Robben defends the team and, echoing the words of Schuster after every single defeat, claims that Real Madrid are just unlucky: "We cannot be criticized too much because we tried very hard and we created a lot of chances on goal, but we just could not score. In the end they scored twice against us. It was a crazy game. "
Clearly Arjen Robben hasn't quite grasped this Spanish football thing and doesn't really get how it all works just yet. Its really very simple: There are two teams in Spain and when it comes to either f them, there are no grey areas. When one of them is doing well, the other one is in crisis. The word crisis, according to the Spanish sports press is used to define the state of things when the team loses a game or can claim to be the best team in the world at that particular moment.
Consequently, as Frédéric Hermel, writing in AS, points out to Arjen Robben, that when you play for the self proclaimed 'greatest club in the history of the universe' then the word crisis is perfectly apt: "Dear Arjen, this is Real Madrid. Other clubs might be satisfied with being top of the league, but here, nine defeats in sixteen games can be defined as a catastrophe."
In contrast, the Barcelona sports papers have gone overboard in eulogising Bojan Krkic. Both Sport and El Mundo Deportivo have taken a break from battering Frank Rijkaard and speculating about what's eating Ronaldinho, and decided to accentuate the positive.
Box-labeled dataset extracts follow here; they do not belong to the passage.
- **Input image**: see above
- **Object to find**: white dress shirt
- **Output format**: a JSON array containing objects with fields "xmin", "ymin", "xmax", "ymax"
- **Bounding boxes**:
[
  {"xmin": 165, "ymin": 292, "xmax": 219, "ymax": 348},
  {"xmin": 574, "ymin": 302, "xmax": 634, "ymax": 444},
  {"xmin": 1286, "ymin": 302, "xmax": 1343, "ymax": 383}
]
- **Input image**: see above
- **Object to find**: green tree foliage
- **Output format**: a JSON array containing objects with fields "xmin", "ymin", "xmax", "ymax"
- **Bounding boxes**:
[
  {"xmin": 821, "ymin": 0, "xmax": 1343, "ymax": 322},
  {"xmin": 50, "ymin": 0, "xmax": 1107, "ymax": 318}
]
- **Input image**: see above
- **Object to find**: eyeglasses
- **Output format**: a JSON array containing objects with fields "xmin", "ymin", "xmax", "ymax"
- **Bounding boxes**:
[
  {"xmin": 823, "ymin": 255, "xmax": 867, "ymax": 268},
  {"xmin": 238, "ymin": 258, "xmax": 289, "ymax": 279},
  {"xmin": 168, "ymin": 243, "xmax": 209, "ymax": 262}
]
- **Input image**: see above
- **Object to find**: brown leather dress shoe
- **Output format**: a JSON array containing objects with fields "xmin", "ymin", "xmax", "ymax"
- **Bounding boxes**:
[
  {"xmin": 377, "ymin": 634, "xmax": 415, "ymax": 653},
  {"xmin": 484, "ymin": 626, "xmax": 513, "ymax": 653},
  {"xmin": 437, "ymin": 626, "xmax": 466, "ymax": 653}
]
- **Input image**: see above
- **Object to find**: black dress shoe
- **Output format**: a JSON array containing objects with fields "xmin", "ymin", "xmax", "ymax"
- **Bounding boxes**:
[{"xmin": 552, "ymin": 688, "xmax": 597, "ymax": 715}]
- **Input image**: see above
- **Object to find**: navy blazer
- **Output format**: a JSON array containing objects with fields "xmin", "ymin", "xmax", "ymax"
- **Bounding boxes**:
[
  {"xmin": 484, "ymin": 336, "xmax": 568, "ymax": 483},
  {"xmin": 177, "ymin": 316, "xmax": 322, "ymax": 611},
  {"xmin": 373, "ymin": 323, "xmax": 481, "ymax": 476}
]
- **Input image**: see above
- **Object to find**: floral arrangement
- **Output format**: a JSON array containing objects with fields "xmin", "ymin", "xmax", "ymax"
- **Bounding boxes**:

On Friday the end of the world was nigh, but after a single win over Valladolid and a defeat for Real Madrid at the weekend, it's great to be a Cule: according the two comics anyway.
"Bojan Krkic - a crack at 17 years old" writes Sport. Apparently Bojan is just like any other seventeen year old student, aside from playing for one of the biggest football clubs in the world. His education remains a priority and he even wants to get a degree in physical education. However, it's not easy for the youngster who must juggle his studies between training and away games. According to Sport: "The biggest problem is getting to college. Bojan use to get the metro but now he can't because he can't even get to the station without having to stop for hundreds of autographs and photos. But he doesn't mind all of that attention, the problem is it makes him late - so now he gets a lift. He's having a great season and has scored seven goals so far this season, just two less than Raul did in his first season at Real Madrid." You do have to wonder just how sports fans in Barcelona could possibly make it through the day without this kind of insight and analysis.
If we didn't know any better we might suspect that after a week of getting hammered by the press, Barcelona had engaged in some kind of PR deal with the local papers.
Not wishing to miss out, El Mundo Deportivo informs us that "Bojan Krkic, with his two goals against Valladolid on Sunday, scored his first brace for Barcelona. His seven goals this season have come from just 23 appearances and just 939 minutes of action; that’s a record of one goal every 134 minutes! - the same number of goals in the half the time of Thierry Henry."
MD does take a break from all of this Bojanmania to bring us some other news: apparently the Barcelona players have had enough of Johan Cruyff telling them what to do from the safety of his newspaper columns, Lluis Aragones won't be taking Valdes to the European Championships and there was a Tibetan monk in the Presidential box at the Camp Nou on Sunday.